Following the Hayne Royal Commission, there will be far greater regulation of general insurers in the form of new unfair contract terms legislation, product design obligations, a new executive accountability regime, and claims being regulated as a financial service in 2021. The Australian Securities and Investments Commission and the Australian Prudential Regulation Authority also enjoy new and improved regulatory powers, and an insurer’s obligation under its financial services licence to act “honestly, efficiently and fairly” has now been elevated to a civil penalty provision. This new regime, coupled with a pro-consumer environment, will create challenges for insurers in the way they develop, sell and manage their insurance products.

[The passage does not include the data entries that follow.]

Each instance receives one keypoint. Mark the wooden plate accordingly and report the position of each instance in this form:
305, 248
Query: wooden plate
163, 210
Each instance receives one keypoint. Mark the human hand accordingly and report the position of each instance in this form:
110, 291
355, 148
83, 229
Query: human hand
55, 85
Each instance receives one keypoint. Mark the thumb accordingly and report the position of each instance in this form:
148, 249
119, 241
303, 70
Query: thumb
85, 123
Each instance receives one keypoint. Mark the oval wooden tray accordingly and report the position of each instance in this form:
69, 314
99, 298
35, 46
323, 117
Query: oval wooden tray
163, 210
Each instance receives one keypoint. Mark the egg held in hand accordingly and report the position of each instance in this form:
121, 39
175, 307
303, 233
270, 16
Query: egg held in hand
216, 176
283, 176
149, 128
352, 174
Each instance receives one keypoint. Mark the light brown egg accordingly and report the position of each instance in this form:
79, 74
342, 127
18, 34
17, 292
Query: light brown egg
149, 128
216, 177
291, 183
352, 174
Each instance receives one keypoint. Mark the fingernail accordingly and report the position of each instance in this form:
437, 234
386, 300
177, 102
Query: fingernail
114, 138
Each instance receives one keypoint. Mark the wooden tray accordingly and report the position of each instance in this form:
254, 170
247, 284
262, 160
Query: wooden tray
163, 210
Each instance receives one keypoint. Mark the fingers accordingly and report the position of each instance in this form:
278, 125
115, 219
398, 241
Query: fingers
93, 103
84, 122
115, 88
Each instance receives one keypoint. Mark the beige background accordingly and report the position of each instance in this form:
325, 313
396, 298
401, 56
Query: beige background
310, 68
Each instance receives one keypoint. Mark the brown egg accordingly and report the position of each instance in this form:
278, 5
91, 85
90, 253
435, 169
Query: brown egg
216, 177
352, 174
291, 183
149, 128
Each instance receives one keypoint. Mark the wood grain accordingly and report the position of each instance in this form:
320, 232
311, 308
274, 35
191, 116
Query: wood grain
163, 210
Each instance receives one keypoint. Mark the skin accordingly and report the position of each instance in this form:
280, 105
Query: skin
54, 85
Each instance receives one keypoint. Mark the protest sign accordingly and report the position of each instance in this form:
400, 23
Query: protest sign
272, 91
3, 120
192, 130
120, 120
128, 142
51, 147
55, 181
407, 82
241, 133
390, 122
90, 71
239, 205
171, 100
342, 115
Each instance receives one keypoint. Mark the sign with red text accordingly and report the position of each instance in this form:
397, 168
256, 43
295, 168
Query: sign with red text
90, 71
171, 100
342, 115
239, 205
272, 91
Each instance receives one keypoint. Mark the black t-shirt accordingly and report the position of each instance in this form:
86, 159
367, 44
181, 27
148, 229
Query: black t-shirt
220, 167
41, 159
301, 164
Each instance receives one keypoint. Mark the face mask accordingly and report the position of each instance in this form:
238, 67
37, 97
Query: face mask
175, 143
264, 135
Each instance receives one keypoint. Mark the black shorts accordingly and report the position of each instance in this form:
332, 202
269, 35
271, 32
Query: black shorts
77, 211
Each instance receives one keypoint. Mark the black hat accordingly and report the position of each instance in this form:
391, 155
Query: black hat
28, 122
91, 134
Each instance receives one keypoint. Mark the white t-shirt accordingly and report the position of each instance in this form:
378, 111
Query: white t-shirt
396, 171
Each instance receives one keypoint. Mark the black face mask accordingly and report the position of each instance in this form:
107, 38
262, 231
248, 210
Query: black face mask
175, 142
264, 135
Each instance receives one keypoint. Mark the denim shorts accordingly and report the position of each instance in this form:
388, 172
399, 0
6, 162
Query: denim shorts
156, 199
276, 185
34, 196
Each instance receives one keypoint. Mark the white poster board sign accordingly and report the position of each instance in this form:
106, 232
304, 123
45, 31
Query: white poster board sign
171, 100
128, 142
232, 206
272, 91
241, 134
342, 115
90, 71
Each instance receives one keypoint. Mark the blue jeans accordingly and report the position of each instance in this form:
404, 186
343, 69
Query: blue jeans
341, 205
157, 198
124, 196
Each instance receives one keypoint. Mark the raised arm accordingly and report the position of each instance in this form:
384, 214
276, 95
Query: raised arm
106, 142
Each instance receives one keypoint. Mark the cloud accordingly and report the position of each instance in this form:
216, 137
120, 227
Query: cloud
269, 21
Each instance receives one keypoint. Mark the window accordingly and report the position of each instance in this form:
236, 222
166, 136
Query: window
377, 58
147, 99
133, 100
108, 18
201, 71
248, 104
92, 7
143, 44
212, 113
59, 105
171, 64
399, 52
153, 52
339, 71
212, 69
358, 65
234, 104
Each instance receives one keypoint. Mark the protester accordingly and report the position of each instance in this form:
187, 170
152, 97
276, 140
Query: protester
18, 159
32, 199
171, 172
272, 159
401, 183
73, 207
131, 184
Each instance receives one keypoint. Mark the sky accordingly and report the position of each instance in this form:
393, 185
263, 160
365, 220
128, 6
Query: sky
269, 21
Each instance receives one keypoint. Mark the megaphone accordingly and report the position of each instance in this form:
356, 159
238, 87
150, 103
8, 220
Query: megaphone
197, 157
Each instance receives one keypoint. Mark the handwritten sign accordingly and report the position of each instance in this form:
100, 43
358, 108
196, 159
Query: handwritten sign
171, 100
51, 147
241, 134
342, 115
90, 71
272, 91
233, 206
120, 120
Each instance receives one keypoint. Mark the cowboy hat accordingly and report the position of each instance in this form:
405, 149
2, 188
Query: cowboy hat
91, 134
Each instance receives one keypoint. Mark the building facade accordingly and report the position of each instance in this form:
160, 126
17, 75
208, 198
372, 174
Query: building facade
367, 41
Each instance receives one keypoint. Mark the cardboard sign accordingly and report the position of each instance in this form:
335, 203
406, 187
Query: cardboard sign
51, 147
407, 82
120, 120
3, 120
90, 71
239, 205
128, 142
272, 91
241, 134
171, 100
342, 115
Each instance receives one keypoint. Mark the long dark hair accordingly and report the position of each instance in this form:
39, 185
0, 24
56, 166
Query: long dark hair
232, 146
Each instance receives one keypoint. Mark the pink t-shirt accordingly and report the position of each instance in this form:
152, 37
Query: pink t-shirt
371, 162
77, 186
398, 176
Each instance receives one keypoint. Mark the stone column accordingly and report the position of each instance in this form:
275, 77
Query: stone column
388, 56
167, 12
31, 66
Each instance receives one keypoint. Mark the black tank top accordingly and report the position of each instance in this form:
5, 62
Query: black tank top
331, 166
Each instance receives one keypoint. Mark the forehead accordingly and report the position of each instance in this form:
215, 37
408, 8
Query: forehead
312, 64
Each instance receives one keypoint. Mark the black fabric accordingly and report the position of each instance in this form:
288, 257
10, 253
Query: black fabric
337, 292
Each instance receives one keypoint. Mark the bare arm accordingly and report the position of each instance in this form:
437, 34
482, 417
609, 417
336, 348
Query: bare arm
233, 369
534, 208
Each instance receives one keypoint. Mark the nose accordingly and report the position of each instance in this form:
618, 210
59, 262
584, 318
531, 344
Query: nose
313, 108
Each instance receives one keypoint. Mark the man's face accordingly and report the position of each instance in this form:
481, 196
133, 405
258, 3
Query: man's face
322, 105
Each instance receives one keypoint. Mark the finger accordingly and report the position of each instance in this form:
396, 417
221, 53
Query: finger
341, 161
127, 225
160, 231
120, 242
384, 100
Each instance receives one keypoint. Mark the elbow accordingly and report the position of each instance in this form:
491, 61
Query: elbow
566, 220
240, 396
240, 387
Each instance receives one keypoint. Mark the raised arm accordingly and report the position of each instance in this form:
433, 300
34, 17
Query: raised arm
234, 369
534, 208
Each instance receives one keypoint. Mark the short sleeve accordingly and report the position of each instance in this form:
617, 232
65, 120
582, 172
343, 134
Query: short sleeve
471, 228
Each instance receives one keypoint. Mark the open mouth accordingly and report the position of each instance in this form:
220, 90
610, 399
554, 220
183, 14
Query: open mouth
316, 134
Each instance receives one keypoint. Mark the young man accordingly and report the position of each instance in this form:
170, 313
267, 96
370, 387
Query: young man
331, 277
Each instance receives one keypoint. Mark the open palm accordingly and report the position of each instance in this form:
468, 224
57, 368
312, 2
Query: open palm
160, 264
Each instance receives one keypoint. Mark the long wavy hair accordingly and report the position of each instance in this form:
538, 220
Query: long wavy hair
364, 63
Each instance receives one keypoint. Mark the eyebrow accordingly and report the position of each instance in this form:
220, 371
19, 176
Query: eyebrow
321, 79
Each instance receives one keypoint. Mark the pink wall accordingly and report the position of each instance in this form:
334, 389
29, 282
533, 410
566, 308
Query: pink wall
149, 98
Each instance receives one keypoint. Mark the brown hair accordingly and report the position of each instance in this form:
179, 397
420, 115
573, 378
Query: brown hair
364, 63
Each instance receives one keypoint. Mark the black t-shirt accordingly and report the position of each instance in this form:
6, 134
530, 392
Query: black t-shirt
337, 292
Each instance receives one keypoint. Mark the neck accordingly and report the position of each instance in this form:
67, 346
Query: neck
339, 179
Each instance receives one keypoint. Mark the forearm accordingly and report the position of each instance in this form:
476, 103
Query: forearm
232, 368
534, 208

#10 A German perspective: 2021 will see a need to balance regulatory requirements with technological developments

The regulatory framework for selling insurance products has been strengthened over the last few years. At the same time, selling insurance contracts via cross selling or stand alone online is becoming more and more important. New technologies such as artificial intelligence are big drivers as well. It is a difficult task for insurers and product distributors to combine both a digital sales path and regulatory compliance and we wait to see in the coming year which market participants will be able to compete with big data specialists like Google or Amazon, who are already focused on this market.